Найдя в стопке бумаг светло-коричневую папку, перетянутую толстой, в палец толщиной, резинкой, которая хоть и высохла от времени, но всё еще источала тот настоящий резиновый запах, Йозеф достает карту Шлезвиг-Гольштейна и Нижней Саксонии, разворачивает ее, раскладывает у себя на коленях, утыкается узловатым пальцем в Гамбург и оттуда вдоль реки Эльбы тянет линию вверх, между островами Несзанд и Ханскальбзанд, а потом – на северо-запад, к Грюнендайху, мимо Штадерзанда, стоящего на южном берегу к востоку от Штаде, сквозь промзону Бюцфлет и дальше, всю дорогу до Асселер Занд, что к северу от крепости Грауэрорт. Остановившись там, легонько постукивает по карте:
– Город находился здесь, а вот эта крепость была видна из южного окна церковной башни. Я уже рассказывал тебе, что стало с Кюкенштадтом?
– Нет.
– Примерно здесь городок Кюкенштадт стоял до конца июля тысяча девятьсот сорок третьего года, но в одну из ночей, когда союзники проводили операцию «Гоморра», его сровняли с землей.

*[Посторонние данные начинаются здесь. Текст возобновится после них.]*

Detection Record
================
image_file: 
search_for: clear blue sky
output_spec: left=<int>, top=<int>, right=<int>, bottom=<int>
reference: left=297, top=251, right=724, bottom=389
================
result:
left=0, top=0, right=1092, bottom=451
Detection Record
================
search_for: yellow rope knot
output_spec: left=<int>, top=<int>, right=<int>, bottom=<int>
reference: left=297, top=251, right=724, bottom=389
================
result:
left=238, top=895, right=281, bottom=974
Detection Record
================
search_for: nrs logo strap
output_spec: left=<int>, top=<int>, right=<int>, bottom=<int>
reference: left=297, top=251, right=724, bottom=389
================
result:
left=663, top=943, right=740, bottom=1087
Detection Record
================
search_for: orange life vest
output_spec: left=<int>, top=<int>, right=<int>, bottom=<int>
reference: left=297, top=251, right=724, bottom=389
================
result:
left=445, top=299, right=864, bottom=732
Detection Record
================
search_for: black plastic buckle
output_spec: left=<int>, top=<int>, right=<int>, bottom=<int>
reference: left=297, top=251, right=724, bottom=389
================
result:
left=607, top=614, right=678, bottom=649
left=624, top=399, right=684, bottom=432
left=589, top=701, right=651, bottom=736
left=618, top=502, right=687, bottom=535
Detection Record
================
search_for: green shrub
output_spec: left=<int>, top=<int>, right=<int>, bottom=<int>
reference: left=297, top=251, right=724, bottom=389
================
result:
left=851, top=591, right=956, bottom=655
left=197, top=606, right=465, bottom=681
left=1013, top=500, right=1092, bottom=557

Бомбардировщики, которым не удалось сбросить бомбы на цели в Гамбурге, летели оттуда на северо-запад и избавлялись от тяжелого смертоносного груза в тех местах, которые сверху выглядели как черные пятна болот. Жители Кюкенштадта так хорошо затемнили свой город, что никто из них не выжил, чтобы рассказать другим о его разрушении. Сегодня на этом месте ничего нет…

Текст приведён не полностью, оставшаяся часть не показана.